In September, 2021, I bought the Stealth Magnet Revision version from Apos online, as soon as they advertised them. When I got them I didn’t see anything on the box that denoted the Stealth Magnet upgrade. I searched YouTube for some info about the upgrade and found that Apos had shipped me the older, non-stealth, version. I believe this was an honest order-filling mistake and not some bait-and-switch scam. They were really good about letting me return the non-stealth phones for a full refund.
So, before going on I need to say that I only had these phones for a week and I think they might have been slightly defective. I immediately noticed that the left driver had noticeably less gain than the right one by quite a bit. I had to shift the balance to the left by around 10% more than any other headphone I own. Annoyance #1.
After using the phones for about 5-7 hours the left driver started coming up little, but was still off by quite a lot. If I had them longer and broken them in more they might have leveled off better.

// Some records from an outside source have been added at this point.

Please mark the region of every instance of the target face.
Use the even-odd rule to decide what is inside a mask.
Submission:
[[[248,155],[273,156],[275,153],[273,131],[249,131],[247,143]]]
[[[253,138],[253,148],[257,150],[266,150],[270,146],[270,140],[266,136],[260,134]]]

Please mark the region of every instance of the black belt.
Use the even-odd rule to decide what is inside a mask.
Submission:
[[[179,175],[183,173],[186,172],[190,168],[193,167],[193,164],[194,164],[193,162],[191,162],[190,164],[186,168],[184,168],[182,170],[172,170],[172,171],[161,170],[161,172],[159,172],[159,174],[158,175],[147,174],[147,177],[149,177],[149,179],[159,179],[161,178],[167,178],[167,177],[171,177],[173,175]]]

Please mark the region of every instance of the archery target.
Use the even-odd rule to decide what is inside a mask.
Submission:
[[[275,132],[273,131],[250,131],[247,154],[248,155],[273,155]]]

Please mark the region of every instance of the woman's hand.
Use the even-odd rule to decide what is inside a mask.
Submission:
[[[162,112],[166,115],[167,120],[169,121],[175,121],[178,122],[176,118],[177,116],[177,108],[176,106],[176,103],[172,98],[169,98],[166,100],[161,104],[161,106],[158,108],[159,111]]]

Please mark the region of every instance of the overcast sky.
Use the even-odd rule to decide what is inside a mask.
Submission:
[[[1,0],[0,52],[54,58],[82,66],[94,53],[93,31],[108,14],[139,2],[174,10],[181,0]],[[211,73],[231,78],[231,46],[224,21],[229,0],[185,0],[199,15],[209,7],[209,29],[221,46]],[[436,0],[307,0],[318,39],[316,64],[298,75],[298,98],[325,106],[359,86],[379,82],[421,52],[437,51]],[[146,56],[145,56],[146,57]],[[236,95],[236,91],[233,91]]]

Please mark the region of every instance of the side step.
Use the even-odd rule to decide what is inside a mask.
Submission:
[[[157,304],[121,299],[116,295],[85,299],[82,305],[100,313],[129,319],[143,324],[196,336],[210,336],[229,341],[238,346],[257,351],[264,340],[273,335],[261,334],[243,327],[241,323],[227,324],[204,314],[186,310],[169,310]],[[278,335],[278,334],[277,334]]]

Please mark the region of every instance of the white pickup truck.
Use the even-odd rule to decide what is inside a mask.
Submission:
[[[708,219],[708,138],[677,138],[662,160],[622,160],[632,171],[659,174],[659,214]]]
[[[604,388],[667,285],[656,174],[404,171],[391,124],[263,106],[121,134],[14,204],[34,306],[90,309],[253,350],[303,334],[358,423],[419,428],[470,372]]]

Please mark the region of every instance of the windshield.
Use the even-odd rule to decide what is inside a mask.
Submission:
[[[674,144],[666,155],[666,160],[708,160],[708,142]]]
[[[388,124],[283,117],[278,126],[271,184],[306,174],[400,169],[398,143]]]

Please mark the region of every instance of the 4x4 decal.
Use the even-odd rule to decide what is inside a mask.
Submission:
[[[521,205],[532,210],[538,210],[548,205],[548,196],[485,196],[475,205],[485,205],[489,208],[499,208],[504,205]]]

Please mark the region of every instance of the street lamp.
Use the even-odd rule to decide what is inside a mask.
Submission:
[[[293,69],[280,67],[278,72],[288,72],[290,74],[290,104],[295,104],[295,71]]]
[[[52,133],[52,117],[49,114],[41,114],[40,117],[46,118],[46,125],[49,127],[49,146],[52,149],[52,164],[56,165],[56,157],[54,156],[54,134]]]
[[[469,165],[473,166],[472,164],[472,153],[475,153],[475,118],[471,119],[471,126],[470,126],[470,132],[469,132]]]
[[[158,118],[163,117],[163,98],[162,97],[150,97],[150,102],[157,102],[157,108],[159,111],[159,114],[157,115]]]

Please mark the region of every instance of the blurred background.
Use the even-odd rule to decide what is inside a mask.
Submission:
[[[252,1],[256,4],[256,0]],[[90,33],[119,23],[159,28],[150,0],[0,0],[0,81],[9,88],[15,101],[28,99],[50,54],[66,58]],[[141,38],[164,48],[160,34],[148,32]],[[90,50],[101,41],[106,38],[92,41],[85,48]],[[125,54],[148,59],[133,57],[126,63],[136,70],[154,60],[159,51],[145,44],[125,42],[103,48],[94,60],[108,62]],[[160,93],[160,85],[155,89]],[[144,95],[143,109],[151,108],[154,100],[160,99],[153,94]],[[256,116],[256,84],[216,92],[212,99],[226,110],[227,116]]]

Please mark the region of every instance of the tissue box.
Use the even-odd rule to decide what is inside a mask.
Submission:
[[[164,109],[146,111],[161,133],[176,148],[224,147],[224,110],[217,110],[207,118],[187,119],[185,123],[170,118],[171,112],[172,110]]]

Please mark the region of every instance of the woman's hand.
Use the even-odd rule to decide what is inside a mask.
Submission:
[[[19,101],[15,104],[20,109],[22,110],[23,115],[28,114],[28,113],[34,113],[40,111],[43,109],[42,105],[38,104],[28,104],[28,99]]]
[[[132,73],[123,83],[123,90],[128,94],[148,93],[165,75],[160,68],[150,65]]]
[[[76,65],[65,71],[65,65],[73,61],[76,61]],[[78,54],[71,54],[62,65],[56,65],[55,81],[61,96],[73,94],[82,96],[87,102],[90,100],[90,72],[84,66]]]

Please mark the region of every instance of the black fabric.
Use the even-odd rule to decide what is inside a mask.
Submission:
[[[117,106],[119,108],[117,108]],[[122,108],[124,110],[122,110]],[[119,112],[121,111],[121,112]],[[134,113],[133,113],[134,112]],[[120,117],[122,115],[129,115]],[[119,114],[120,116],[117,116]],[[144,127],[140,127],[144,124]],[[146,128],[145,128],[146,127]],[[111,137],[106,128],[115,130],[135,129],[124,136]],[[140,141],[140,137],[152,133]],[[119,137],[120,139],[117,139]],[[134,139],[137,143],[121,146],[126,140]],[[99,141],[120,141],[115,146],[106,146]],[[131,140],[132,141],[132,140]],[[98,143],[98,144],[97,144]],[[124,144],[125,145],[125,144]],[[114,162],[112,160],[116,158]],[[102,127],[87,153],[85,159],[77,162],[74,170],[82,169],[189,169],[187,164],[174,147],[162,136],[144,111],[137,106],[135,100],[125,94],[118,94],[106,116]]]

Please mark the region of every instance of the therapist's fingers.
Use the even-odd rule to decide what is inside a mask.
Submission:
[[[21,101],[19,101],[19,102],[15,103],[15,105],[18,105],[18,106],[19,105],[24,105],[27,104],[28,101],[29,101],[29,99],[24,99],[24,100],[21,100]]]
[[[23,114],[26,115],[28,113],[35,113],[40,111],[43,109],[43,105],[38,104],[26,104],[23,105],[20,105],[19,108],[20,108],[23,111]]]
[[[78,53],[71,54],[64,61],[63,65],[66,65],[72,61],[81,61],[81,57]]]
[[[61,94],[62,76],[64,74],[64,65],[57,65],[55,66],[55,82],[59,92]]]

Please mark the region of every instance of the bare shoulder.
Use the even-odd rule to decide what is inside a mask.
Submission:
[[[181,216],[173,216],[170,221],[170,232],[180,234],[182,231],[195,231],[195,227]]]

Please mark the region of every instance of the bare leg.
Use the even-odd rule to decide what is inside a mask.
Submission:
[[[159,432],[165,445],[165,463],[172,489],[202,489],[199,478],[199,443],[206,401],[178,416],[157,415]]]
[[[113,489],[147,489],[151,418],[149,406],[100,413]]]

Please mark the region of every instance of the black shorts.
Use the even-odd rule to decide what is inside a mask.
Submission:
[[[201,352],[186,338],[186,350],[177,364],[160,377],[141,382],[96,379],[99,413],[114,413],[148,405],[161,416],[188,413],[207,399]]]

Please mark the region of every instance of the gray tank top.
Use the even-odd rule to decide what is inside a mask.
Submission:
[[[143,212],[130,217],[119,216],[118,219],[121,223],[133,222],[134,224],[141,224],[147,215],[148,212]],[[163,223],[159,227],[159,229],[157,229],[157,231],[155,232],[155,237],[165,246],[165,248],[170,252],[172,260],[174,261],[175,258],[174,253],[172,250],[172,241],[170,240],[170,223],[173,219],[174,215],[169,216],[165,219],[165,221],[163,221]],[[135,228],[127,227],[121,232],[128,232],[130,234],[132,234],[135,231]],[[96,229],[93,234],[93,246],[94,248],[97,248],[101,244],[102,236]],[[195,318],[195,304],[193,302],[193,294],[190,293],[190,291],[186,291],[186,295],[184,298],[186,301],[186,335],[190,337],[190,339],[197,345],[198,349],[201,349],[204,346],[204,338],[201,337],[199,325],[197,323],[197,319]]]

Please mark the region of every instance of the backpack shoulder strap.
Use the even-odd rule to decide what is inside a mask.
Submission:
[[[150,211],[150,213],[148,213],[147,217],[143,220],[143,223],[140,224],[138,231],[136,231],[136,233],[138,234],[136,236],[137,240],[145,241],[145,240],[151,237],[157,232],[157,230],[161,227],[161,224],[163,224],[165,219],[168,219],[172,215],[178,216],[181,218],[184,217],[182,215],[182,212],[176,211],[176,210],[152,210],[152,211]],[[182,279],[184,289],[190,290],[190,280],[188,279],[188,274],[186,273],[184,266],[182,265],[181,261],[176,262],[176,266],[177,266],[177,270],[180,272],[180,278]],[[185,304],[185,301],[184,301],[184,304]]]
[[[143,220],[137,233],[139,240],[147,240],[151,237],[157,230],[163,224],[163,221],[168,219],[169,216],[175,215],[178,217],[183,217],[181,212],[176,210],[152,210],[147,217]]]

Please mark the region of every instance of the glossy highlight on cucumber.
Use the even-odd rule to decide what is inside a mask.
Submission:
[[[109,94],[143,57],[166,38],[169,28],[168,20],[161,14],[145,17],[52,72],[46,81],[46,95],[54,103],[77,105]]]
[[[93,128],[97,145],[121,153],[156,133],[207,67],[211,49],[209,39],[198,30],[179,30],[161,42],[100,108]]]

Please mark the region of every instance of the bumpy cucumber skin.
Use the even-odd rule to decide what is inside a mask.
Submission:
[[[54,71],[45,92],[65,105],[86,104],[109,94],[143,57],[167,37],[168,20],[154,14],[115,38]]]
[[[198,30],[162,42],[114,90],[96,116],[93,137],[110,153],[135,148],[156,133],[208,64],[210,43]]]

As for the earpads, I don’t know who these phones are designed to fit. Maybe chimps, but not an average person. I have a larger than average head and ears and there was a good half inch all the way around my ears when wearing these phones. When I adjusted them for the best sound there was around 3/4 of an inch gap at the bottom of ear by my jaw; enough room that the sound seal was off and it effected the bass adversely. Fix the seal problem and the sound stage felt off. Annoyance #2.
The highs- strangely, initially, the treble frequencies seemed OK and detailed, but I described these phones as having a “fun filter.” When there should have been harmonics on sounds, like cymbals and piano and acoustic guitar, there were just NONE. Cymbals had no ZING at all. It was as if the drivers were damped. Maybe this would have improved if I had them longer, as well. I’ll never know. Annoyance #3.
The soundstage- in critical listening the soundstage initially sounded very good, but as I adjusted to the new audio image I realized that it was strangely too wide and that made the instruments sound too spread out to be realistic. Some drum sounds filled the whole middle third of the sound image and sounded diffuse to the point of being muddy and vague. Annoyance #4.
All four of these annoyances (as well as being NOT what I ordered) made this expenditure of 1600 bucks a big disappointment.
I have the good fortune to have some other excellent headphones to compare these Aryas to and that comparison was very bad news for the Aryas. One of my favorite phones are my 2 year old Hifiman Sundara. Actually, the reason I wanted to try the Aryas was because I enjoy the Sundaras so much. The Sundaras beat out the Aryas in every category except bass reproduction. They have a wonderful sound on any percussion instrument; some of the best sound of percussion of any phones I’ve heard costing even 5 times as much.
These Aryas failed to get anywhere near the overall quality of my other phones either; not my Drop/Focal Elex, Beyerdynamic DT1990 Pro, nor ZMF Aeolus and they cost more than any of them.
Bummer. I would like to have heard an amazing set of planar magnetics, better than my Sundaras. My search continues.